On his day off Victor would go down to Crumlin Road magistrates’ court. Park the car and then go in, women looking at him. It was a gift he had. Detectives would nod at him in the foyer. Looking good, Victor. It was the quiet respect of the interrogation room, the promise of darker days ahead. Victor sat in the public gallery beside the relatives as the defendants were called in. He liked to see a Taig brought into the box, a man’s thin figure wearing a cheap leather jacket and a V-neck jumper. He hated the Taig women sitting beside him. Their anxious looks which he despised. Their air of somebody sitting on a cardboard suitcase on a deserted railway platform, in flight from one half-starved city to another.

He drank in the details of a crime, in particular the ornate details of route and destination. He studied the type of weapon used, barrel rifling and trajectory. The pathologist’s report with photographs of entry and exit wounds was handed round the court and he followed its intimate passage from hand to hand.

Lastly there was the testimony of witnesses: I just seen these blue flashes in his hand and the deceased just kind of sat down, I can’t explain it. The testimony of detectives from Delta or Charlie division. The kind of look they put on for the judge made Victor laugh. Like, I’m haunted by dates of civil unrest, your honour.

*

Victor could have any woman he wanted. Click his fingers. But the women only lasted one or two nights. They’d look into his face when they were alone with him and get frightened. Looking into Victor’s blue eyes when you were fucking was like
watching
a televised account of your own death, a disconsolate epic.

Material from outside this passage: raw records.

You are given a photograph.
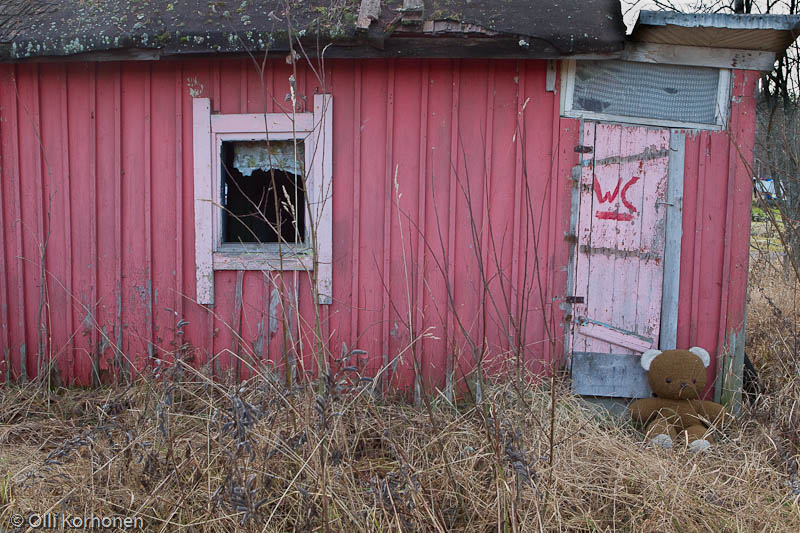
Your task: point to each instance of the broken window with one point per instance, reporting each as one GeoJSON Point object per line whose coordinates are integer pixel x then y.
{"type": "Point", "coordinates": [262, 192]}
{"type": "Point", "coordinates": [263, 188]}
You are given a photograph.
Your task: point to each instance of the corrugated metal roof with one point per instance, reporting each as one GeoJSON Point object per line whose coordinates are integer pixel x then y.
{"type": "Point", "coordinates": [39, 28]}
{"type": "Point", "coordinates": [772, 33]}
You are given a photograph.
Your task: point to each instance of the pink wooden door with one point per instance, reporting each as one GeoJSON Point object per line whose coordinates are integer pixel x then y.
{"type": "Point", "coordinates": [621, 234]}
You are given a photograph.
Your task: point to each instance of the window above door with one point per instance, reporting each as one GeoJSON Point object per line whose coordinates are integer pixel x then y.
{"type": "Point", "coordinates": [651, 94]}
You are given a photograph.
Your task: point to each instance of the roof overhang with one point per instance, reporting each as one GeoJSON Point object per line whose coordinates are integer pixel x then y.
{"type": "Point", "coordinates": [767, 33]}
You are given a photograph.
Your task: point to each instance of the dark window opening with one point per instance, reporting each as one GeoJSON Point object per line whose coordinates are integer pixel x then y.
{"type": "Point", "coordinates": [263, 200]}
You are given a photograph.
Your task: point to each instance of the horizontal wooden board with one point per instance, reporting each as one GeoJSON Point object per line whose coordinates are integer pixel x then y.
{"type": "Point", "coordinates": [614, 375]}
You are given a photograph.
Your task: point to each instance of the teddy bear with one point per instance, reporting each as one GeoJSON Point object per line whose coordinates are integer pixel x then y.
{"type": "Point", "coordinates": [677, 379]}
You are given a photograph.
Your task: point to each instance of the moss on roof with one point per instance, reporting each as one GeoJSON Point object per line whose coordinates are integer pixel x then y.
{"type": "Point", "coordinates": [36, 28]}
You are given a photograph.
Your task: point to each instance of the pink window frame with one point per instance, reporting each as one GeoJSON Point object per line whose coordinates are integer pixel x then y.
{"type": "Point", "coordinates": [210, 130]}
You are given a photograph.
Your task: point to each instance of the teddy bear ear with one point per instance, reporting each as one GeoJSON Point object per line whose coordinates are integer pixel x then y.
{"type": "Point", "coordinates": [647, 358]}
{"type": "Point", "coordinates": [702, 354]}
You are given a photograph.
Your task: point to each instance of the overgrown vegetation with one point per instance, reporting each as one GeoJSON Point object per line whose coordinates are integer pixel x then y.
{"type": "Point", "coordinates": [189, 453]}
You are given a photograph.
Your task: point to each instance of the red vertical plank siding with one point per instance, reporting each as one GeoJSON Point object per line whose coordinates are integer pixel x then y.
{"type": "Point", "coordinates": [82, 193]}
{"type": "Point", "coordinates": [743, 139]}
{"type": "Point", "coordinates": [13, 304]}
{"type": "Point", "coordinates": [107, 181]}
{"type": "Point", "coordinates": [715, 244]}
{"type": "Point", "coordinates": [434, 302]}
{"type": "Point", "coordinates": [422, 150]}
{"type": "Point", "coordinates": [163, 187]}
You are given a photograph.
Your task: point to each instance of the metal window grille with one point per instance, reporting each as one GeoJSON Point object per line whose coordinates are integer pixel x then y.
{"type": "Point", "coordinates": [646, 90]}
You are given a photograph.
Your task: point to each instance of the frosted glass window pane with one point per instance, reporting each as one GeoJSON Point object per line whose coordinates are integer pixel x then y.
{"type": "Point", "coordinates": [667, 92]}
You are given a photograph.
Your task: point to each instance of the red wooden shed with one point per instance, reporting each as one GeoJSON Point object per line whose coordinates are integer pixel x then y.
{"type": "Point", "coordinates": [406, 190]}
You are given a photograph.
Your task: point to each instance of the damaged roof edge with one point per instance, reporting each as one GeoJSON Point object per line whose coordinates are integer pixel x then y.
{"type": "Point", "coordinates": [442, 28]}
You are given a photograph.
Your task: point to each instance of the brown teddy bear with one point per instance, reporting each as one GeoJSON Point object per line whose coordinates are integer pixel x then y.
{"type": "Point", "coordinates": [678, 378]}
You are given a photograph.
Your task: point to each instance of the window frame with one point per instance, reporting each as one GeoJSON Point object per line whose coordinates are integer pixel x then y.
{"type": "Point", "coordinates": [314, 129]}
{"type": "Point", "coordinates": [720, 114]}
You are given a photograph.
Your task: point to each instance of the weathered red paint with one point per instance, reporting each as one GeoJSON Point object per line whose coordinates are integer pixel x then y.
{"type": "Point", "coordinates": [101, 154]}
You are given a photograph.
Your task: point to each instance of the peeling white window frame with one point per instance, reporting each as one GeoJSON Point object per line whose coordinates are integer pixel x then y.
{"type": "Point", "coordinates": [720, 114]}
{"type": "Point", "coordinates": [315, 130]}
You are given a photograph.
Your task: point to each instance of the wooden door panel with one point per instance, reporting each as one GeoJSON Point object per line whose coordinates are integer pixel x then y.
{"type": "Point", "coordinates": [621, 225]}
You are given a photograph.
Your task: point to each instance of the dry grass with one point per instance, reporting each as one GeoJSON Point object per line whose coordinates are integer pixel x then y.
{"type": "Point", "coordinates": [201, 456]}
{"type": "Point", "coordinates": [185, 452]}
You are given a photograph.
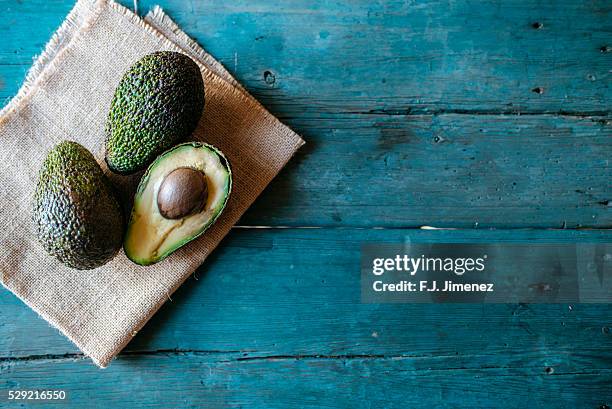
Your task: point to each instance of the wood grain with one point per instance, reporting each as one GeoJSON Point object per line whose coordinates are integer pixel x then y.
{"type": "Point", "coordinates": [225, 381]}
{"type": "Point", "coordinates": [445, 113]}
{"type": "Point", "coordinates": [296, 292]}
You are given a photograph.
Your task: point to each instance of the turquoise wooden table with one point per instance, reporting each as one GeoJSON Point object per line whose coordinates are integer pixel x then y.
{"type": "Point", "coordinates": [490, 118]}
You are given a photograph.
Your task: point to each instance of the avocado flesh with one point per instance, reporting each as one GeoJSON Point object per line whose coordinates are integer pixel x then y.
{"type": "Point", "coordinates": [157, 103]}
{"type": "Point", "coordinates": [151, 237]}
{"type": "Point", "coordinates": [76, 214]}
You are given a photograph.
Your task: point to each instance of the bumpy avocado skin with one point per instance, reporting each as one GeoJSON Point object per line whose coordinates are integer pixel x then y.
{"type": "Point", "coordinates": [157, 103]}
{"type": "Point", "coordinates": [77, 217]}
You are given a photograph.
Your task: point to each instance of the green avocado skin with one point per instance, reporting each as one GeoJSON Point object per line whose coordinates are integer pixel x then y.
{"type": "Point", "coordinates": [76, 214]}
{"type": "Point", "coordinates": [157, 103]}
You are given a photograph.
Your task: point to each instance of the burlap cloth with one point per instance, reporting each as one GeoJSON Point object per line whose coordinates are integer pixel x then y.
{"type": "Point", "coordinates": [66, 95]}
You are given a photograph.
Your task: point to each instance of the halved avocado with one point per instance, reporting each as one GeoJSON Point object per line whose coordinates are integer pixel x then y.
{"type": "Point", "coordinates": [188, 206]}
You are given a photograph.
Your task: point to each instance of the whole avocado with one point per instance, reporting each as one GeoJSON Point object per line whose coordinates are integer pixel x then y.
{"type": "Point", "coordinates": [76, 214]}
{"type": "Point", "coordinates": [157, 103]}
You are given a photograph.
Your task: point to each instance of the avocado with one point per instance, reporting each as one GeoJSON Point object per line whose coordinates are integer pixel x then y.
{"type": "Point", "coordinates": [76, 214]}
{"type": "Point", "coordinates": [180, 195]}
{"type": "Point", "coordinates": [157, 103]}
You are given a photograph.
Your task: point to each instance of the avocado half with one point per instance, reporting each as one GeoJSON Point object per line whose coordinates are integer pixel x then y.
{"type": "Point", "coordinates": [152, 237]}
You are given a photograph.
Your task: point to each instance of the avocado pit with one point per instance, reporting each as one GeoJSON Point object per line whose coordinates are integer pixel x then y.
{"type": "Point", "coordinates": [183, 192]}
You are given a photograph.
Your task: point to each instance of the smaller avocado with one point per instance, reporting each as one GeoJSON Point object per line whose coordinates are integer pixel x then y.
{"type": "Point", "coordinates": [181, 195]}
{"type": "Point", "coordinates": [76, 214]}
{"type": "Point", "coordinates": [183, 192]}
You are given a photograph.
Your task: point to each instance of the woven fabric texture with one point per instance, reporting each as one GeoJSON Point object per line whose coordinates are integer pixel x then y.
{"type": "Point", "coordinates": [66, 96]}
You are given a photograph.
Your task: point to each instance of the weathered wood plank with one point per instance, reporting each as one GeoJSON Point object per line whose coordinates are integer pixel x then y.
{"type": "Point", "coordinates": [394, 56]}
{"type": "Point", "coordinates": [445, 170]}
{"type": "Point", "coordinates": [296, 292]}
{"type": "Point", "coordinates": [191, 381]}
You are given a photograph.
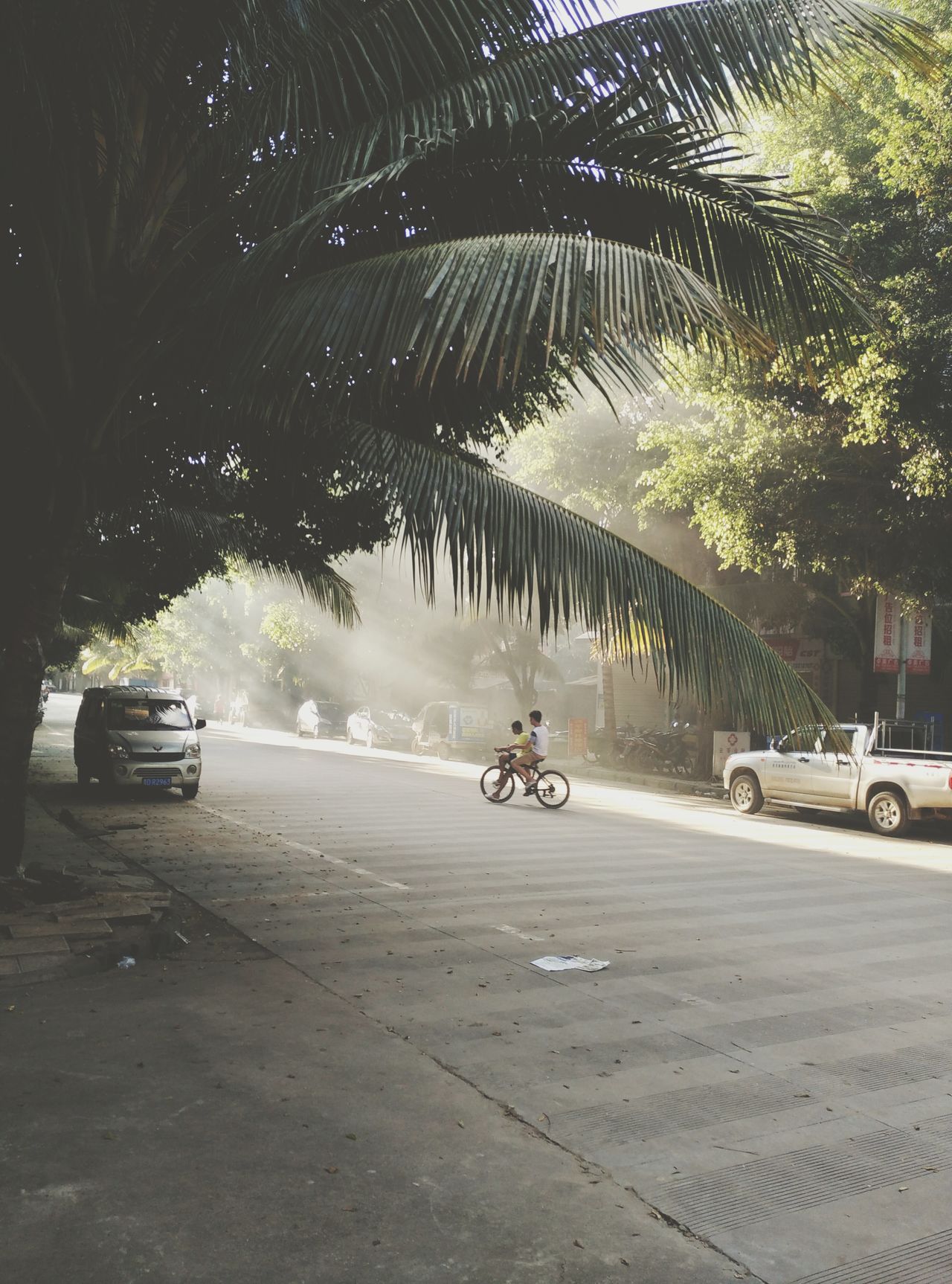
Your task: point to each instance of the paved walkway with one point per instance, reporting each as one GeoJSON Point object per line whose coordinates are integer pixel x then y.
{"type": "Point", "coordinates": [224, 1116]}
{"type": "Point", "coordinates": [769, 1059]}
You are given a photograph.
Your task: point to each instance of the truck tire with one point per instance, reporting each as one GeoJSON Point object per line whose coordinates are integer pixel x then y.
{"type": "Point", "coordinates": [888, 813]}
{"type": "Point", "coordinates": [746, 794]}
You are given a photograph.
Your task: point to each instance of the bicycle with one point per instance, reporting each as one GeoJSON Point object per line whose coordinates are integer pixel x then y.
{"type": "Point", "coordinates": [550, 787]}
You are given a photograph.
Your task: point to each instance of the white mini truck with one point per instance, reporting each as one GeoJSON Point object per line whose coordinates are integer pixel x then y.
{"type": "Point", "coordinates": [887, 769]}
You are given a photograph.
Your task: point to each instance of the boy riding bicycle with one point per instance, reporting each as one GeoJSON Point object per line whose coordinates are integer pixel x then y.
{"type": "Point", "coordinates": [524, 754]}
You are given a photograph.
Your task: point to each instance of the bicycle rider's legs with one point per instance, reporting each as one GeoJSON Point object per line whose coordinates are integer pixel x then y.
{"type": "Point", "coordinates": [524, 764]}
{"type": "Point", "coordinates": [506, 762]}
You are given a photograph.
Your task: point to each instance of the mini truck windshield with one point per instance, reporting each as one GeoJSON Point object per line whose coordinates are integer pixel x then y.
{"type": "Point", "coordinates": [148, 716]}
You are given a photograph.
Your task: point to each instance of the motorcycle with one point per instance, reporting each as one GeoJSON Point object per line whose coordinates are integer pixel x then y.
{"type": "Point", "coordinates": [666, 753]}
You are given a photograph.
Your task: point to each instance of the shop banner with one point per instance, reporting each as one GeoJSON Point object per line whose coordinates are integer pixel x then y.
{"type": "Point", "coordinates": [886, 650]}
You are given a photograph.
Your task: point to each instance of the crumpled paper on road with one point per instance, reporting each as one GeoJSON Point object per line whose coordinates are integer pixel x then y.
{"type": "Point", "coordinates": [569, 963]}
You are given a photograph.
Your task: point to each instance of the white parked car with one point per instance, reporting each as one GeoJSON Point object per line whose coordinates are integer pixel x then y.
{"type": "Point", "coordinates": [131, 736]}
{"type": "Point", "coordinates": [320, 718]}
{"type": "Point", "coordinates": [886, 769]}
{"type": "Point", "coordinates": [380, 728]}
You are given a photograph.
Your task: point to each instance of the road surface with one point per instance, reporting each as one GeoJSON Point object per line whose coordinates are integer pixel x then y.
{"type": "Point", "coordinates": [768, 1059]}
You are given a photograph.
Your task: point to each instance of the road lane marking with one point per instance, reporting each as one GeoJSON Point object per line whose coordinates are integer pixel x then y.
{"type": "Point", "coordinates": [299, 847]}
{"type": "Point", "coordinates": [515, 931]}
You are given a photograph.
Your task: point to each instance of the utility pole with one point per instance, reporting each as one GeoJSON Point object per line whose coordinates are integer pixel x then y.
{"type": "Point", "coordinates": [901, 675]}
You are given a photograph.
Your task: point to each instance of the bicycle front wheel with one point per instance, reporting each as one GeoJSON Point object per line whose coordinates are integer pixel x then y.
{"type": "Point", "coordinates": [552, 789]}
{"type": "Point", "coordinates": [489, 783]}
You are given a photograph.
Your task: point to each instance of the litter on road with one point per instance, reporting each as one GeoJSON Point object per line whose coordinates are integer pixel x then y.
{"type": "Point", "coordinates": [569, 963]}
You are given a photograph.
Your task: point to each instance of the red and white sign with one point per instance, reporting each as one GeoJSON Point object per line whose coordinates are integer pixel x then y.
{"type": "Point", "coordinates": [727, 742]}
{"type": "Point", "coordinates": [886, 650]}
{"type": "Point", "coordinates": [578, 737]}
{"type": "Point", "coordinates": [919, 642]}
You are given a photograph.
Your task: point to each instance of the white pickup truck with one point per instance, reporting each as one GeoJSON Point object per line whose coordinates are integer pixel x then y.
{"type": "Point", "coordinates": [887, 769]}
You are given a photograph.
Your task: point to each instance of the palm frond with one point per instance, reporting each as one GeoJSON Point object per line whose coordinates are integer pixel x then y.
{"type": "Point", "coordinates": [715, 57]}
{"type": "Point", "coordinates": [486, 309]}
{"type": "Point", "coordinates": [327, 588]}
{"type": "Point", "coordinates": [640, 180]}
{"type": "Point", "coordinates": [525, 556]}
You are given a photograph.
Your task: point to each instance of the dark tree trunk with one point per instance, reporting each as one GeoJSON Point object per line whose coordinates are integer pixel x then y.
{"type": "Point", "coordinates": [32, 610]}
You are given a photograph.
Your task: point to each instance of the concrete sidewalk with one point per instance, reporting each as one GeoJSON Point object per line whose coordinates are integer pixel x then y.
{"type": "Point", "coordinates": [228, 1117]}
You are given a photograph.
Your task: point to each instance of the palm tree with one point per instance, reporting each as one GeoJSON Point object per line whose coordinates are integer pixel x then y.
{"type": "Point", "coordinates": [382, 234]}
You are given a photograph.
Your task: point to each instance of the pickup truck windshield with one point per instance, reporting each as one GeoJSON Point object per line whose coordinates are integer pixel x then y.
{"type": "Point", "coordinates": [148, 716]}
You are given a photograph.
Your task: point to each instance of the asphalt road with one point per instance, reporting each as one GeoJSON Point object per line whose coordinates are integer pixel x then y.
{"type": "Point", "coordinates": [768, 1059]}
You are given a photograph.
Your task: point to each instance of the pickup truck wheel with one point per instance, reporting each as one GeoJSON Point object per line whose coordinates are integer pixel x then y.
{"type": "Point", "coordinates": [746, 794]}
{"type": "Point", "coordinates": [888, 813]}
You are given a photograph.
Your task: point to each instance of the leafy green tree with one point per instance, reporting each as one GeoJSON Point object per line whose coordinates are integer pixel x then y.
{"type": "Point", "coordinates": [327, 248]}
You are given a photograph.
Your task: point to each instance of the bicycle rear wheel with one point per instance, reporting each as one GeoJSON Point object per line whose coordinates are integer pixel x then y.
{"type": "Point", "coordinates": [489, 781]}
{"type": "Point", "coordinates": [552, 789]}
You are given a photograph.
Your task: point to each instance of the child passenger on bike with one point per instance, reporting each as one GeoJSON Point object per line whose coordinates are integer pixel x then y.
{"type": "Point", "coordinates": [509, 753]}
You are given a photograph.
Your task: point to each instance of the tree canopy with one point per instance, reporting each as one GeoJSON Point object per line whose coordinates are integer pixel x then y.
{"type": "Point", "coordinates": [313, 249]}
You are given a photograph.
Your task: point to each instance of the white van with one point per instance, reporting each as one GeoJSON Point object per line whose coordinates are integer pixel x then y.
{"type": "Point", "coordinates": [131, 736]}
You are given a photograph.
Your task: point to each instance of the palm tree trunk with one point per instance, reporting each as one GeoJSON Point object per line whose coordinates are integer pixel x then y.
{"type": "Point", "coordinates": [33, 605]}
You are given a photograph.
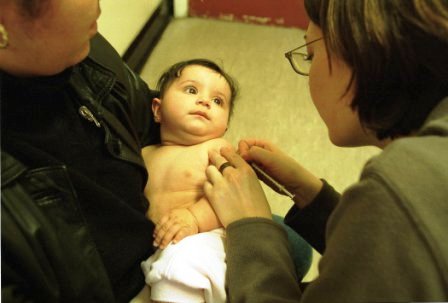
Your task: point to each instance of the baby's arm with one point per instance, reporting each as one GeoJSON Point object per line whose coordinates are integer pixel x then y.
{"type": "Point", "coordinates": [183, 222]}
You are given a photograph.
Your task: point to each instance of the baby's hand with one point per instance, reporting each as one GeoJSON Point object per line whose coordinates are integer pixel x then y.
{"type": "Point", "coordinates": [175, 226]}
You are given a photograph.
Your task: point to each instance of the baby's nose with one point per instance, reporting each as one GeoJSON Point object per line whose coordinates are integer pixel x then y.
{"type": "Point", "coordinates": [203, 101]}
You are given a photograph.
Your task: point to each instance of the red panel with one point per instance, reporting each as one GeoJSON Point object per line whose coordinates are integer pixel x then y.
{"type": "Point", "coordinates": [289, 13]}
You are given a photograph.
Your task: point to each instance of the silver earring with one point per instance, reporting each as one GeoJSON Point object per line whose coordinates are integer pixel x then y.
{"type": "Point", "coordinates": [4, 41]}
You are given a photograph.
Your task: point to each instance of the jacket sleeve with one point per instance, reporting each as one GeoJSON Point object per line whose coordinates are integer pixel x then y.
{"type": "Point", "coordinates": [137, 93]}
{"type": "Point", "coordinates": [311, 221]}
{"type": "Point", "coordinates": [260, 268]}
{"type": "Point", "coordinates": [374, 253]}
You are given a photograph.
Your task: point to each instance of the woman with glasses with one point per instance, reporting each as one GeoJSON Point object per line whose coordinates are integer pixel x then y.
{"type": "Point", "coordinates": [378, 75]}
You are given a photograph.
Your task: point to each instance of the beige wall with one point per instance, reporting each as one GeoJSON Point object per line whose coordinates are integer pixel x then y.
{"type": "Point", "coordinates": [121, 20]}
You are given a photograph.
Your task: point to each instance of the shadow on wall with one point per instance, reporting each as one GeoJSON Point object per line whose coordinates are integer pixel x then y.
{"type": "Point", "coordinates": [287, 13]}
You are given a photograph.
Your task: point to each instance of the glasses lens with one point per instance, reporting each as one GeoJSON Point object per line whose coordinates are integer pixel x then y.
{"type": "Point", "coordinates": [301, 62]}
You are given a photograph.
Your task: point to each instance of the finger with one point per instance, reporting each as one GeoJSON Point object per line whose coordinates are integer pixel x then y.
{"type": "Point", "coordinates": [260, 156]}
{"type": "Point", "coordinates": [232, 157]}
{"type": "Point", "coordinates": [213, 175]}
{"type": "Point", "coordinates": [216, 158]}
{"type": "Point", "coordinates": [160, 224]}
{"type": "Point", "coordinates": [169, 235]}
{"type": "Point", "coordinates": [182, 233]}
{"type": "Point", "coordinates": [162, 230]}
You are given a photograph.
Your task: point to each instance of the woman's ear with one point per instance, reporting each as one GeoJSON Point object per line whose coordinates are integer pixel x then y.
{"type": "Point", "coordinates": [156, 104]}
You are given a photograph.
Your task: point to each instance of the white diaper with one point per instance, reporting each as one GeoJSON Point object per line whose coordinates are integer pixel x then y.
{"type": "Point", "coordinates": [190, 271]}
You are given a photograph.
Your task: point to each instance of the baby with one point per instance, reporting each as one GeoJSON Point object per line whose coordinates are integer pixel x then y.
{"type": "Point", "coordinates": [195, 104]}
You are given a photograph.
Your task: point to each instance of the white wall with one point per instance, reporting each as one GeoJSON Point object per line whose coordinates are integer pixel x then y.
{"type": "Point", "coordinates": [121, 20]}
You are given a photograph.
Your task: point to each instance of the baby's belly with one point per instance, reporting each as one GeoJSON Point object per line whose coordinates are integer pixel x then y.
{"type": "Point", "coordinates": [162, 204]}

He reckoned that Heather was the only woman who ever understood the depth of his ambition. He would always go back to her during the good years. Besides, Victor liked a woman with meat, pockets of flesh you could put your hand into. Towards the end she’d drink Bacardi and cry like hell itself. But at the start it was all Jesus, Victor, I could eat you with salt. Her big slow voice. Come on, you big fucker. I’m dying for a fuck. Take you home and fuck you bendy.

*

Dorcas said that Victor’s favourite programme was Harry Worth. He’d split his sides laughing, she thought he’d burst a vessel. He was always crackers about cars also. His first was a Mk II Escort with wide wheels and this hand you stuck in the back window that waved hello. Big Ivan thought that was the cat’s pyjamas. Him and Big Ivan would go down to the car park on the Annadale Embankment, do handbrakes in the gravel.

*

Before he formed his own unit Victor sat in on several killings. In one they picked up a Catholic on the Springfield Road in a hijacked black taxi. He got a bit of a digging in the back and was moaning by the time they got him to a lock-up garage off the Shankill. They carried him inside. There was an acetylene torch in the corner of the garage. A battery leaked acid on to the floor. Victor wore a blue boiler suit and carried a shortblade knife that he’d got in the Army and Navy stores. There was a smell of butane in the air, a sense of limits reached.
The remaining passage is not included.